The Art of Quilting opened with last Friday night’s festive celebration! Guests arriving at Hyde House were greeted and treated to seasonal pleasures created by Joplin Globe food columnist, Amanda Stone—ice cream floats served “with and without”. When I asked Amanda for her recipe to share she replied, “Ummm…I don’t have a real recipe. The ingredients are apple cider, an array of spices, sugar, optional caramel vodka, club soda and vanilla ice cream.” No exacting recipe was needed. Amanda’s creations were heavenly!
At last the time for the long anticipated announcement of awards arrived. Best in Show: Jinny Hopp for “Full Bloom: 4th and 6th Designs”; Gold: Mary Thornton for “Hourglass of Life”; Silver: Sue Swindle for “Peach—Anyone”; Bronze: Joan Banks for “The Snowy Day”; and Judge’s Choice: Francis McDaniel for “Basket of Flowers”.
The honey-haired quilter, that so caught David’s and my attention when we first saw her at Cherry’s Art Emporium on the Square, was present for The Art of Quilting opening. Still seated and framed within “The Wedding King Quilt”, she continued working silently, beautifully rendered with oils on canvas by Roy Lee Ward.
During weekend gallery hours or by appointment at (417) 358-4404, come see this lovely, honey-haired quilter as you view this wondrous fiber arts exhibition. All remain at artCentral through November 18th.
Full Bloom was designed by Barbara Persing and Mary Hoover of 4th and 6th Designs for Island Batik Fabrics.
I was drawn to the bright batik fabrics and was challenged by the machine appliqué to create the flower blocks. A very satisfying process!
Long arm machine quilting by Cheryl McFadden completes the quilt.
Time ticks on in small bits.
But each bit has the power to take large bites of ones being.
Time seems to move effortlessly through space.
It is paced at being the present between the past and the future.
We can't alter the past,
We attempt to deal with the present,
We can only dream of the future, knowing in all certainty it is only a dream.
With such power that nothing can halt its progression,
It is cursed, it is envied, it is abused, it triumphs.
It adds balance to music, rhythm to dance, flow to words.
It has the power to crumble tall mountains, erode the strongest structures, diminish the greatest efforts and achievements.
Propaganda speaks that time has the power to heal but in whose life time.

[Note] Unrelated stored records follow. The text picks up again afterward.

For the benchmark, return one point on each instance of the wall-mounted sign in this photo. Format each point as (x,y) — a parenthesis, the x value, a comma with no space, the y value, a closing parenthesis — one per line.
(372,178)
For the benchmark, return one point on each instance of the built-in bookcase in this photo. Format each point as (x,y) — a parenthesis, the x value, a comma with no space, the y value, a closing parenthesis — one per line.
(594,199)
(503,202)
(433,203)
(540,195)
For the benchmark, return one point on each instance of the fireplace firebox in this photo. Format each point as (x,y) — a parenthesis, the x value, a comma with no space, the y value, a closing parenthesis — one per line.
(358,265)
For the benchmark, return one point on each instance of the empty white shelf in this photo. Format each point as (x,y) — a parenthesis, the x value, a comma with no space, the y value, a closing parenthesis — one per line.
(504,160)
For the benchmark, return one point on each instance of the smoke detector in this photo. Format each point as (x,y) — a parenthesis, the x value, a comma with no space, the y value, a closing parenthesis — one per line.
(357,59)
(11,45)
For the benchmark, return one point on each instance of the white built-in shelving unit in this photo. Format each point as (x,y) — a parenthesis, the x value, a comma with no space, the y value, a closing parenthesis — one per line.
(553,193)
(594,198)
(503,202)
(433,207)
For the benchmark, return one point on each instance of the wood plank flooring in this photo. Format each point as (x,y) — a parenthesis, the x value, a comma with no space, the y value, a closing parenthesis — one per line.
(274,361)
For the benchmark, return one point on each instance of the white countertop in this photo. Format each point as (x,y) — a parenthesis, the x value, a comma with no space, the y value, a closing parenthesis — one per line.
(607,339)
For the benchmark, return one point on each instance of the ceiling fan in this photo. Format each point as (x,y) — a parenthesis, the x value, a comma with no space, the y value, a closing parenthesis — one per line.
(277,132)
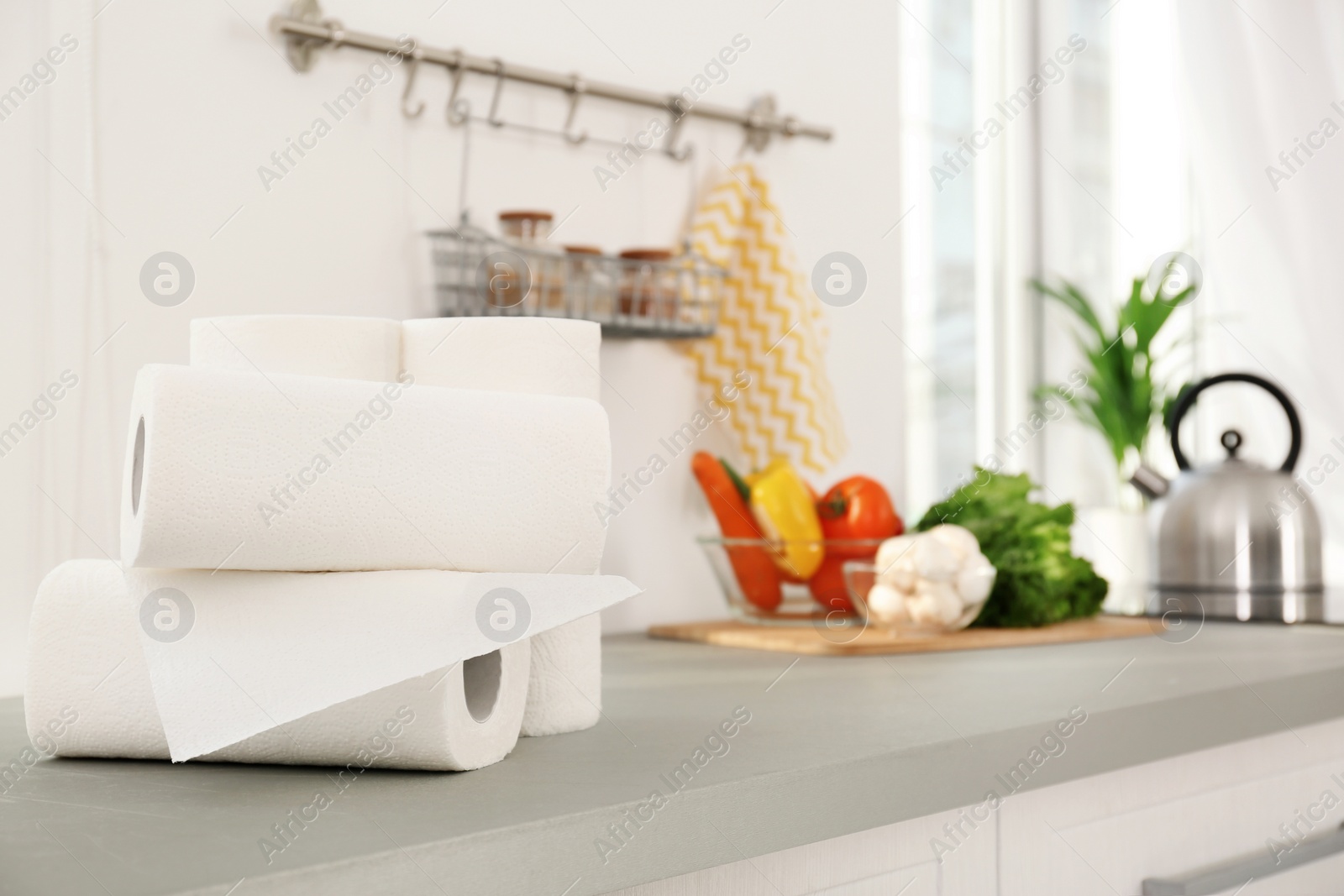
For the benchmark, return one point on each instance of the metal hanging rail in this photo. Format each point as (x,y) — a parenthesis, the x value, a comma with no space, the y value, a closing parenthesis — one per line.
(306,29)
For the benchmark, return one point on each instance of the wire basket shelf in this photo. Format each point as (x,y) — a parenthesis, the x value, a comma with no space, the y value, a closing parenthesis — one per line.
(480,275)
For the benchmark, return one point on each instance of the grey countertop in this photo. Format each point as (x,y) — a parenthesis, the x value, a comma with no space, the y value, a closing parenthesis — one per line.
(833,746)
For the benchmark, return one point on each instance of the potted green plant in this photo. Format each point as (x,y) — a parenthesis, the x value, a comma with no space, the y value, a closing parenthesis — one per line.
(1124,403)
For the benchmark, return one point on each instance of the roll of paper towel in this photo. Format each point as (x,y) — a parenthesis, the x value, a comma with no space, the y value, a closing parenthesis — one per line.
(354,348)
(535,355)
(281,472)
(541,356)
(171,663)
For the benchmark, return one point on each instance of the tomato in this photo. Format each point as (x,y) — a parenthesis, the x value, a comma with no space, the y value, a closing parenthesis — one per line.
(827,584)
(858,508)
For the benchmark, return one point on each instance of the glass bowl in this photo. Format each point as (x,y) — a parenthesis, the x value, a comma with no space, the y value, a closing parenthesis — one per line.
(860,575)
(797,605)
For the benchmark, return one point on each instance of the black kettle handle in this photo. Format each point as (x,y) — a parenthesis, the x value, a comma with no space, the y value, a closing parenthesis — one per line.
(1187,398)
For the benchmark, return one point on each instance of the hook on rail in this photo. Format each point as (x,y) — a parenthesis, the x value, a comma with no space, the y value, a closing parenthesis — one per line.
(577,89)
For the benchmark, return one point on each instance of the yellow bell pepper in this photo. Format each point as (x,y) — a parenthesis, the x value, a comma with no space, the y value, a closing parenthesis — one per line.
(788,516)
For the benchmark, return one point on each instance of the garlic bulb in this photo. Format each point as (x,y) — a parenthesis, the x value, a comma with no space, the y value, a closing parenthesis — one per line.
(931,578)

Time has withstood all before it,
and the barriers that tried to hold back its passages
have all crumbled into nonexistence.
The beating of the heart, the swinging of the pendulum, the movement of the celestial bodies are all put in motion by its power.
Time will take it all back
Peach – Anyone is an oval table runner. There is reversible cream on one side. Peach on the other.
Peach – Anyone has a satin stitch edge.
I like the dimension that a layer of organza gives to an art quilt. In this case, The Snowy Day feels almost as if you could step into this woodland setting and sink into the snow.
I got this pattern about 2014 from a dear friend, Doris McCall, from Golden City, Missouri. The Basket of Flowers quilt she made for a full size bed was gorgeous.
I decided I wanted to make a miniature of Doris’s quilt. Using 2,249 hexagons, getting my Basket of Flowers made took all this time.
I was sorry Doris passed away before I got my miniature finished. For this reason, Basket of Flowers is precious to me.